Another challenge was ensuring that Stokes's welfare hires didn't compromise the quality of the company's service -- the second defining theme in Alliance's culture after diversity. From Allied, the founder had imported the idea of tying pricing to performance benchmarks, which he tracks using Gallup surveys of his customers. Under the system, if a client's employees complain about Alliance's service, for example, Alliance will reduce its bill. If the employees rave, however, Alliance charges a premium. Because the movers' rate of pay is tied to the marks they earn on each move, that quality ethos pervades Alliance.

By 1998, Stokes had assembled an ethnically mixed team for Alliance that provided top-quality service to customers. But Stokes had made little progress toward his other goal -- promoting a diverse workforce in the industry as a whole.
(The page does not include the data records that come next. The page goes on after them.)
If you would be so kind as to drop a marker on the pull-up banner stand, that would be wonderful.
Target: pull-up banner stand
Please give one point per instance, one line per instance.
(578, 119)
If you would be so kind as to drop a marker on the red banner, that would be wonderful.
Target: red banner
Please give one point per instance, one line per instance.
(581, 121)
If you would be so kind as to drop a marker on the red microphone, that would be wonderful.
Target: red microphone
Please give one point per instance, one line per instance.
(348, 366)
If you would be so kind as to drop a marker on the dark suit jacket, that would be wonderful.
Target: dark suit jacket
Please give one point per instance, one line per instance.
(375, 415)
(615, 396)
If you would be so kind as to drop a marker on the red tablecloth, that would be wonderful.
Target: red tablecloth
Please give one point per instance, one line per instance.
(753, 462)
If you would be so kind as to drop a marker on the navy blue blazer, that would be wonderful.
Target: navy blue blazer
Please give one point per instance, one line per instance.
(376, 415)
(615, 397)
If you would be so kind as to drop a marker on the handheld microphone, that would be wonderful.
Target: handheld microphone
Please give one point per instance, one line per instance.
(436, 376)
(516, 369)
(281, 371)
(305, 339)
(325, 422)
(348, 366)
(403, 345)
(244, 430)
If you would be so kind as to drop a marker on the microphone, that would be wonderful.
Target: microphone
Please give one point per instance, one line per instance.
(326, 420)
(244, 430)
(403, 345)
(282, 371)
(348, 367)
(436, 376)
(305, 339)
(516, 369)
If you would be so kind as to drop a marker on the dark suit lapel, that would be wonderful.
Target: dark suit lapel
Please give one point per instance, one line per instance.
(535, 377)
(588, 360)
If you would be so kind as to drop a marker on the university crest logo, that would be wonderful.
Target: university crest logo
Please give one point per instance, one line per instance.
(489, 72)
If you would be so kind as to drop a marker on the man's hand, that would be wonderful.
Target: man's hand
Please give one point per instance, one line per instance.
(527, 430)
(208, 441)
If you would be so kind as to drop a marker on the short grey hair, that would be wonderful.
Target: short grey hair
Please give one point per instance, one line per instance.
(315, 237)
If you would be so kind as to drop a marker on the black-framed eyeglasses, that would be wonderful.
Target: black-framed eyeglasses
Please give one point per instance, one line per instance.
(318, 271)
So that year he launched Alliance Training Education and Development Inc. (ATED), a nonprofit that solicits government grants for welfare-to-work training projects. Under ATED, Stokes taught a handful of people -- mostly women -- how to pack goods on trucks and operate a call center. Former ATED students now work at several moving companies with which Alliance has partnerships.

Leveraging the small-scale success of ATED, Stokes persuaded Allied Van Lines to donate $100,000 to the Welfare to Work Partnership, a nonprofit based in Washington, D.C. After the check arrived, Stokes's currency skyrocketed, and he became an executive-on-loan to Chicago BizLink, one of the partnership's flagship initiatives. "I think Herb's one of the best things since sliced bread," says Thressa Connor-McMahon, vice-president of Chicago BizLink. "His business acumen is very valuable to us."